A pretty screwy live disc, but passably entertaining
TheBandit | SEA-TAC | 11/01/1999
(3 out of 5 stars)
"I'm not sure this live disc really deserves 3 stars, probably more like 2 or 2 1/2. I guess I just feel generous because I bought this album the day it was released back in 1990 and I still occasionally listen to it. But really, its really only of interest to Beatles' completists-- of which there are many. The reason I say its a screwy disc is because of the 12 cuts, less than half are sung by the main attraction: Ringo. Nobody is buying this for Nils Lofgren's "Shine Silently", if you know what I mean. They're buying it for Ringo, and out of the five songs he sings, not one of them is a Beatles' tune. Yes, a couple were recorded with the Beatles, but his biggies aren't here. Save your money for the all-Ringo VH-1 Storytellers."
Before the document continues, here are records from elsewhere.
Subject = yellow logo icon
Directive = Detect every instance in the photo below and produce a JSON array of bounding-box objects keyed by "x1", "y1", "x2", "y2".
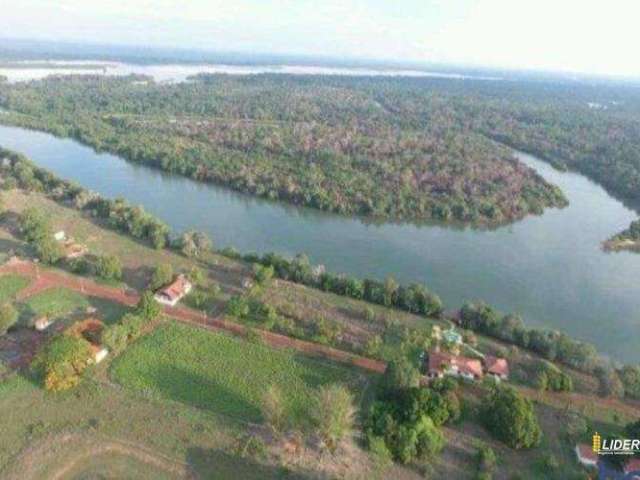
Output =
[{"x1": 592, "y1": 432, "x2": 601, "y2": 454}]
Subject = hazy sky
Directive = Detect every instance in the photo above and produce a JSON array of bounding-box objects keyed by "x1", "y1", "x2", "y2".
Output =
[{"x1": 3, "y1": 0, "x2": 640, "y2": 76}]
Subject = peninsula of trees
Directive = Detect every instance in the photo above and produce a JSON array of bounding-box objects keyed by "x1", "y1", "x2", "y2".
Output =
[{"x1": 0, "y1": 74, "x2": 570, "y2": 225}]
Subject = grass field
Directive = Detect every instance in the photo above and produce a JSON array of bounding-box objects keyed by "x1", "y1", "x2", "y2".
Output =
[
  {"x1": 0, "y1": 375, "x2": 294, "y2": 480},
  {"x1": 111, "y1": 322, "x2": 366, "y2": 423},
  {"x1": 0, "y1": 274, "x2": 29, "y2": 303},
  {"x1": 19, "y1": 287, "x2": 129, "y2": 325}
]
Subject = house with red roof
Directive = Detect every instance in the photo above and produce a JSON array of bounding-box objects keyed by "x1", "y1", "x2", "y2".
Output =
[
  {"x1": 154, "y1": 274, "x2": 193, "y2": 307},
  {"x1": 575, "y1": 443, "x2": 598, "y2": 468},
  {"x1": 426, "y1": 350, "x2": 484, "y2": 381},
  {"x1": 484, "y1": 355, "x2": 510, "y2": 381},
  {"x1": 625, "y1": 458, "x2": 640, "y2": 478}
]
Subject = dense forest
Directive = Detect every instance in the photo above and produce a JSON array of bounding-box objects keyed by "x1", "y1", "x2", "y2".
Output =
[{"x1": 0, "y1": 74, "x2": 572, "y2": 224}]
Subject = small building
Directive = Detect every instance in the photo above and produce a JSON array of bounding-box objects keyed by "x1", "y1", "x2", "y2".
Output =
[
  {"x1": 426, "y1": 350, "x2": 483, "y2": 381},
  {"x1": 91, "y1": 345, "x2": 109, "y2": 364},
  {"x1": 63, "y1": 242, "x2": 88, "y2": 259},
  {"x1": 53, "y1": 230, "x2": 67, "y2": 242},
  {"x1": 575, "y1": 444, "x2": 598, "y2": 468},
  {"x1": 154, "y1": 274, "x2": 193, "y2": 307},
  {"x1": 34, "y1": 316, "x2": 53, "y2": 331},
  {"x1": 241, "y1": 277, "x2": 254, "y2": 289},
  {"x1": 625, "y1": 458, "x2": 640, "y2": 477},
  {"x1": 484, "y1": 356, "x2": 510, "y2": 381},
  {"x1": 442, "y1": 327, "x2": 463, "y2": 345}
]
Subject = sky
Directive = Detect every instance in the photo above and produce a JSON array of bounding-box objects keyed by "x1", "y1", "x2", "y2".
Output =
[{"x1": 2, "y1": 0, "x2": 640, "y2": 76}]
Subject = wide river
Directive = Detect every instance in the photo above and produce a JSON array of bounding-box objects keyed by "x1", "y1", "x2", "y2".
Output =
[{"x1": 1, "y1": 125, "x2": 638, "y2": 362}]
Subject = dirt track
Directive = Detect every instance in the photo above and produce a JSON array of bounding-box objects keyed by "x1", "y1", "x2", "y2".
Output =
[{"x1": 1, "y1": 258, "x2": 387, "y2": 374}]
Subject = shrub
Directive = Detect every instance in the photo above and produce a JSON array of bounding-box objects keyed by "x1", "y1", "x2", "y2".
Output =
[
  {"x1": 253, "y1": 263, "x2": 274, "y2": 284},
  {"x1": 149, "y1": 263, "x2": 173, "y2": 290},
  {"x1": 382, "y1": 357, "x2": 421, "y2": 391},
  {"x1": 482, "y1": 386, "x2": 541, "y2": 449},
  {"x1": 619, "y1": 365, "x2": 640, "y2": 399},
  {"x1": 312, "y1": 384, "x2": 356, "y2": 452},
  {"x1": 0, "y1": 303, "x2": 18, "y2": 336},
  {"x1": 136, "y1": 291, "x2": 162, "y2": 321},
  {"x1": 476, "y1": 445, "x2": 497, "y2": 476},
  {"x1": 35, "y1": 334, "x2": 93, "y2": 391},
  {"x1": 226, "y1": 295, "x2": 250, "y2": 319},
  {"x1": 94, "y1": 254, "x2": 122, "y2": 281},
  {"x1": 261, "y1": 384, "x2": 287, "y2": 434}
]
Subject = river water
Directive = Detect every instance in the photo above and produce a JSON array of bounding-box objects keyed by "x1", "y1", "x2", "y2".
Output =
[{"x1": 1, "y1": 124, "x2": 638, "y2": 361}]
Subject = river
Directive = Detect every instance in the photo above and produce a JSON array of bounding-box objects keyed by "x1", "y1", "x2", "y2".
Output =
[{"x1": 1, "y1": 124, "x2": 638, "y2": 362}]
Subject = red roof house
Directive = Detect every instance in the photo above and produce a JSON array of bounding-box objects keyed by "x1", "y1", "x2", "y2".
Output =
[
  {"x1": 575, "y1": 444, "x2": 598, "y2": 468},
  {"x1": 484, "y1": 356, "x2": 510, "y2": 380},
  {"x1": 426, "y1": 350, "x2": 484, "y2": 381},
  {"x1": 625, "y1": 458, "x2": 640, "y2": 476},
  {"x1": 154, "y1": 274, "x2": 193, "y2": 307}
]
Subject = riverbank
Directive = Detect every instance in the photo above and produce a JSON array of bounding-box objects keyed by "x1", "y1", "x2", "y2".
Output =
[{"x1": 0, "y1": 125, "x2": 639, "y2": 362}]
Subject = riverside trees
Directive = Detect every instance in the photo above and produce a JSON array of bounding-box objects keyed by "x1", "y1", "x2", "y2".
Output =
[{"x1": 0, "y1": 74, "x2": 570, "y2": 225}]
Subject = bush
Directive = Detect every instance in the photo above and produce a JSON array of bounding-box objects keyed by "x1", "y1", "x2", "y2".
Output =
[
  {"x1": 136, "y1": 291, "x2": 162, "y2": 321},
  {"x1": 261, "y1": 384, "x2": 287, "y2": 434},
  {"x1": 476, "y1": 445, "x2": 497, "y2": 476},
  {"x1": 382, "y1": 357, "x2": 421, "y2": 391},
  {"x1": 482, "y1": 386, "x2": 541, "y2": 449},
  {"x1": 226, "y1": 295, "x2": 250, "y2": 319},
  {"x1": 35, "y1": 334, "x2": 93, "y2": 391},
  {"x1": 0, "y1": 303, "x2": 18, "y2": 336},
  {"x1": 535, "y1": 361, "x2": 573, "y2": 392},
  {"x1": 94, "y1": 255, "x2": 122, "y2": 281},
  {"x1": 619, "y1": 365, "x2": 640, "y2": 399},
  {"x1": 253, "y1": 263, "x2": 274, "y2": 284},
  {"x1": 149, "y1": 263, "x2": 173, "y2": 290},
  {"x1": 312, "y1": 384, "x2": 356, "y2": 452}
]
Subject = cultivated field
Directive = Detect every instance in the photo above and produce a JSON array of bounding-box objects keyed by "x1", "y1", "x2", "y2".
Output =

Ringo gets by with a little help from his All-Starr Band
Lawrance M. Bernabo | The Zenith City, Duluth, Minnesota | 07/17/2003
(4 out of 5 stars)
"One day, six years after making his previous album, Ringo Starr decided to spend a couple of months on tour. "I Get By With a Little Help From My Friends" has always been the most identifiable song for Ringo from the days of the Beatles and remained a central philosophy of his recording and performing career after the Fab Four imploded. Consequently, Ringo hit the road with what proved to be the first of several "All-Starr" bands. The title is not even close to being hyperbole since you start with Joe Walsh (The James Gang and the Eagles) and Nils Lofgren (Crazy Horse and the E Street Band) on guitar and Billy Preston and Dr. John on keyboards. Ringo does not even have to play the drums because you have Jim Keltner (The Attitudes) and Leveon Helm (The Band) for that, Rick Danko (The Band) on bass guitar, and Clarence Clemons (E Street Band) wailing on sax. Clearly a good time would be had by all and at the end of the tour the last concert at the Greek Theater in L.A. was recorded, resulting in this 1989 album.It is not that there is a preference for wanting to hear Ringo sings his hits songs live as opposed to the standard studio recordings that made the charts. Ringo starts with "It Don't Come Easy" and ends with "Photograph" (appropriately), with "The No-No Song" and "You're Sixteen" in between. The only "Beatles" song is "Honey Don't," which was written by Carl Perkins and you can make what significance of that you will. Consequently Ringo does less than half the songs on the album, with everybody but Keltner taking a turn out in front on a song. Preston's "Will It Go Round in Circles" and Walsh's "Life in the Fast Lane" are the recognizable hits, so it is not surprising that it is the more unfamiliar tunes, such as Nils Lofgren's "Shine Silently" and Rick Danko's cover of Buddy Holly's "Raining In My Heart" that stand out. The recordings are not as clear as you would like but this is offset by the great sense of fun. "Ringo Starr and His All-Starr Band" is not a great concert album, but they certainly had fun and if you have an enduring affection for Ringo and his eclectic little collection of hits then you could have some fun listening to this one as well."